We have examined the sensitivity of the results to the choice of the sample. Since there may be disability retirements among those below age 60, we tried including in the estimations also those in the 2008 survey who were 50 to 54 years old at the end of 2008 and who, therefore, did not reach age 60 by the end of the follow-up. The baseline results were close to those reported above, as one standard deviation change in SAH was associated with 2.4 months later retirement. The similarity of the results is natural, since only 19 additional observations with observed retirement age were included. However, at the same time the extension of the sample added 547 new censored observations. Censored regression with this larger sample resulted in a somewhat higher estimate for SAH than in the baseline model. However, it is difficult to tell whether this was due to the larger sample size or the higher share of censored observations. As another robustness check we estimated the model using only the 2003 survey. Censoring should be a smaller problem in this group. On the other hand, the number of observations in the OLS estimations dropped to 792. The estimate for the health effect dropped and became insignificant, whereas the relationship between SAH and expected retirement age remained almost the same as with the larger sample. In the censored regression model, the health effect on retirement age was again significant. A one standard deviation change in SAH was associated with three months later retirement. This is close to what we obtained in the baseline estimations. Again, it is hard to tell whether the differences in some of the results are due to less censoring or smaller sample size.

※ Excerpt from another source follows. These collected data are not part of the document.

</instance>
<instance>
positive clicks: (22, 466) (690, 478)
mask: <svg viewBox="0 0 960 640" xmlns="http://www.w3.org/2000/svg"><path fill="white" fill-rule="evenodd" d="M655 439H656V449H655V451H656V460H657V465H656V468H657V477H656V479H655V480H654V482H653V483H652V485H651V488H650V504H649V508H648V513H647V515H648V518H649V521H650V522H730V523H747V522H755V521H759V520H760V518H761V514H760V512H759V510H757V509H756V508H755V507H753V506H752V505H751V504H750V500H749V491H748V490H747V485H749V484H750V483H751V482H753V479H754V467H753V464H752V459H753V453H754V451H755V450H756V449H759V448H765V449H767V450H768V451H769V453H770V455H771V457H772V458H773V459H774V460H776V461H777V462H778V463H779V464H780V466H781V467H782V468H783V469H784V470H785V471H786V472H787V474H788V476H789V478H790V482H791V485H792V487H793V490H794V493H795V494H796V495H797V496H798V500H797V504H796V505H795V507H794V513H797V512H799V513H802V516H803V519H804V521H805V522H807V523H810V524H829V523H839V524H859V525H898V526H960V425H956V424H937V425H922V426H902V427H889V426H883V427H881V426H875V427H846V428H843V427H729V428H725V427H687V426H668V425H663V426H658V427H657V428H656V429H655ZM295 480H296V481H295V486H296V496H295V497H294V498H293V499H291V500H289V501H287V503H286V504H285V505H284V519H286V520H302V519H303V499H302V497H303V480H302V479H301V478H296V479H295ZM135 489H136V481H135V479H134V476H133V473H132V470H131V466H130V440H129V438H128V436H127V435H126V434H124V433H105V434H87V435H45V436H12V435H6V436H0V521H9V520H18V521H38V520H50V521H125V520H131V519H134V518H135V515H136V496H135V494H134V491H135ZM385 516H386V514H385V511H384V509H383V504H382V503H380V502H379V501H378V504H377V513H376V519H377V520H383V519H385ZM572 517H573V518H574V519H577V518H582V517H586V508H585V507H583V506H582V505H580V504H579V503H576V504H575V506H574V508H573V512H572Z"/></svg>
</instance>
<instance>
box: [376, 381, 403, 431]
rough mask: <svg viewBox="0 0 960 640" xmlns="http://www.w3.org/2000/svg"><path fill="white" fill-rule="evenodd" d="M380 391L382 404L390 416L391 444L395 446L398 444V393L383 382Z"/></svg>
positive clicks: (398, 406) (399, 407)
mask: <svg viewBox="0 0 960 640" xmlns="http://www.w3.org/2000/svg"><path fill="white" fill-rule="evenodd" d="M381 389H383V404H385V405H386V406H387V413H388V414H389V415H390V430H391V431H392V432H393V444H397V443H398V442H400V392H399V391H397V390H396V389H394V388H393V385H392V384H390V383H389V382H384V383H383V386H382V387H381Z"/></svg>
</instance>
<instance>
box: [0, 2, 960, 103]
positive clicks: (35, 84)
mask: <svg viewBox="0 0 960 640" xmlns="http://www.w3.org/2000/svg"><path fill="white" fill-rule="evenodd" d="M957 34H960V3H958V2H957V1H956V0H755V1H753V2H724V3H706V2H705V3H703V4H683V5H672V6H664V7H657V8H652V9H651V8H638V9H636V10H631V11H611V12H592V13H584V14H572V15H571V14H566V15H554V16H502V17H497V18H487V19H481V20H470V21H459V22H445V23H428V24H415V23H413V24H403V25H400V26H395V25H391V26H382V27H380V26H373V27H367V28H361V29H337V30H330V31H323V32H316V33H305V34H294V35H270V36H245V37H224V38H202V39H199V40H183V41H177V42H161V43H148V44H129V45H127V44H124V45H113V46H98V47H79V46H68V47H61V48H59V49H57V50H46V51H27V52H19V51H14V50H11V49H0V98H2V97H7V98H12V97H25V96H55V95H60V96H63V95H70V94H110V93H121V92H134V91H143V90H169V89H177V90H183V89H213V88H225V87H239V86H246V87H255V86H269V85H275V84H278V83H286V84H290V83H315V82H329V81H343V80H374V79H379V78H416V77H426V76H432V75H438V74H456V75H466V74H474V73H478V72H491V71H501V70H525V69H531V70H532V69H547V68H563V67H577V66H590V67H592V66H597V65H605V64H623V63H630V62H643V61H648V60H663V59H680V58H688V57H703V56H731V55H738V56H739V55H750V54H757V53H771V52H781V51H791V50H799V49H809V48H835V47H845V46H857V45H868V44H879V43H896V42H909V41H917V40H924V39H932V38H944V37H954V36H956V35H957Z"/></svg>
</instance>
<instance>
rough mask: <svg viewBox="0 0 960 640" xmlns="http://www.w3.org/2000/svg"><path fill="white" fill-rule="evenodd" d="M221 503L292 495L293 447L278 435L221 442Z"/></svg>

A limitation of our analysis is that we deal with full-time retirement only. This restriction is dictated by the survey, which does not ask about expected part-time retirement age. We can still speculate how part-time retirement might affect the results. Had the survey respondents been asked about both expected part-time and full-time retirement age, it is possible that we would find a stronger relationship between health and expected retirement, as those with poor health would be more likely to plan to take part-time retirement. For actual retirements we can examine how part-time retirement affects the relationship between health and retirement. To do this we dropped from the data those who were already in part-time retirement during the surveys, added those who were observed to retire part-time but not full-time, and defined the actual retirement age according to part-time retirement for those for whom both part-time and later full-time retirement were observed. The analysis of our baseline model with this sample showed that one standard deviation increase in SAH was associated with 2.4 months later retirement, which indicates 0.4 months stronger association than in panel A of
Table 2. It is difficult to say how part-time retirement would affect the connection of expectation errors and health if both expected and actual retirement age were affected. Including more flexible retirement channels would possibly lead to more negative expectation errors (retirement earlier than expected) for those with poor health.